TorGuard is one of our favorite options because they put privacy first. TorGuard actually purges their logs on a daily basis and will only keep payment and registration info. In other words, they’re not watching what sites you access or reporting information to anyone else. They won’t even log information regarding login or logout times. TorGuard is truly the go-to VPN provider for those that want to be anonymous on the ‘net.

That said, TorGuard does cost a bit of monthly. You can choose monthly or yearly tiers — going with the yearly bundle will usually save you some money in the long-run. The VPN itself is all 100% anonymous and supports Windows, Mac, Linux, Android, iOS and other operating systems.

[TorGuard]

Connecting to a Virtual Private Network in Windows 10

In some cases, some of the services above and others (e.g. ExpressVPN) will actually require you to manually setup a VPN connection within Windows 10. We’re going to show you how to do just that below. This information is also useful for connecting to a VPN server through, say, the credentials your place of work gave you. Either way, this is how you do it:

Step 1. Open the Start menu and click on the Settings “gear” icon.
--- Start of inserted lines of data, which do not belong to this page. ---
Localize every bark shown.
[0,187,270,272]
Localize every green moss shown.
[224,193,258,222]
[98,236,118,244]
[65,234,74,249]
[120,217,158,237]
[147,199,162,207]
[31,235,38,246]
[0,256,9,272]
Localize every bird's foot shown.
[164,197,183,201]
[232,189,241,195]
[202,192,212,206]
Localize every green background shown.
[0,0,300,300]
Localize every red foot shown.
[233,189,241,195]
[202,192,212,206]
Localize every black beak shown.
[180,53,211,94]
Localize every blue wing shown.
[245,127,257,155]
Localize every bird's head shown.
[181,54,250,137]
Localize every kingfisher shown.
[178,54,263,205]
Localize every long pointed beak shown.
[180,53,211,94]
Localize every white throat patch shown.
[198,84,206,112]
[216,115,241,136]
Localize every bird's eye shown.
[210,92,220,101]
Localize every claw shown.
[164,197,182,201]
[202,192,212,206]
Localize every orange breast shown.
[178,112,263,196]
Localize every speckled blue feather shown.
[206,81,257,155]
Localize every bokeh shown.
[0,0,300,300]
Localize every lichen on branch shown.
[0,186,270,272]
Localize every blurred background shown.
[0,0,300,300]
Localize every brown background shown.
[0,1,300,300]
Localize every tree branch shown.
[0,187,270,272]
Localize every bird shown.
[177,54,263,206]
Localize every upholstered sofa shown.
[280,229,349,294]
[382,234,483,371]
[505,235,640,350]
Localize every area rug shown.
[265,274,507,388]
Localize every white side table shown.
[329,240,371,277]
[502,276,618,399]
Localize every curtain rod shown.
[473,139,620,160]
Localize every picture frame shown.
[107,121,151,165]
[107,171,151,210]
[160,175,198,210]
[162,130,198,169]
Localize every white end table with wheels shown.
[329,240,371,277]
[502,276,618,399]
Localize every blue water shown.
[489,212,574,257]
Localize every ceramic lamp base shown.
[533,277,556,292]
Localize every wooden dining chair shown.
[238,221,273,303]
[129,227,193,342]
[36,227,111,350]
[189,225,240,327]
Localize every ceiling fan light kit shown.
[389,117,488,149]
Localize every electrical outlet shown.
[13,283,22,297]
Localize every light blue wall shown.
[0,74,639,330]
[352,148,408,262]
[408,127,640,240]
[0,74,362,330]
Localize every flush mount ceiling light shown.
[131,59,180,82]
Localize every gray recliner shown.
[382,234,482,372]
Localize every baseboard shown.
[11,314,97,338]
Step 2. Click on Network & Internet

Step 3. Select the VPN tab and click on Add a VPN Connection

Once you do that, a window with the following information should appear:

  1. VPN provider
  2. Connection name
  3. Server name or address
  4. VPN type
  5. Type of sign-in info
  6. User name
  7. Password

Under VPN Provider, generally you’ll just want to go with “Windows (Built-in).” Under Connection Name, you’ll just want to name your connection. It could be anything, really. Then, under Server name or address, you’ll need the IP address given to you from your VPN service provider (or credentials from work and etc). Type of sign-in info will generally just be User name and password. Finally, under User name and Password, you’ll just need to enter the login credentials the VPN service or work gave you.

Once you’re all done there, click Remember my sign-in info (if you’re on a private computer) and click on the Save button.

Now, to connect to the VPN, you’ll just need to head into Settings Network & Internet VPN. Click on the VPN you just created and press the Connect button.

Closing

Congratulations! You’ve successfully connected to a VPN. Like we already mentioned, this information is extremely useful for not only using a VPN provider, but connecting to a VPN at work, too.